We predicted in our guide to the new LCB Guidelines (2016) (here), that as these guidelines were adopted, de minimis arguments would become an increasing feature of NIHL claims. In this Guide, we analysed some 10,000 audiograms and the impact of the LCB Guidelines was that around 50% of claims broadly fell within a de minimis categorisation.
So what can be taken from this most recent judgment?
Whilst there is nothing in this judgment which specifically rejects the LCB Guidelines (2016), and the use of the frequencies of 1, 2 and 3kHz are still the norm – it is fair to say that Professor Lutman’s concession, in which he appears to accept Mr Singh’s suggestion that the logical problems with the LCB guidelines could be avoided by assessing the binaural loss at 2, 3 and 4 kHz, was detrimental to this case.

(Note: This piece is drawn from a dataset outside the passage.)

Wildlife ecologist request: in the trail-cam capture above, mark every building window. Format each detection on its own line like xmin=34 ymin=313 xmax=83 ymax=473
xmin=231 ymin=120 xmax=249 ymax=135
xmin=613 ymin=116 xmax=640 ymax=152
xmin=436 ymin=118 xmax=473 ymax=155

It is likely that in future cases where there is a loss at 4kHz, that this argument and studies in support will be utilised by claimants, however, this does not alter the fact that quantifying hearing loss over 1, 2 and 3 kHz and its impact on hearing remains the usual approach.
 Guidelines for Medicolegal Practice, Assessment of Hearing Disability-King, Coles, Lutman & Robinson, Whurr Publishers, 2003
 Hearing Disability Assessment, Report of the Expert Hearing Group, Department of Health and Children (Ireland) 1998.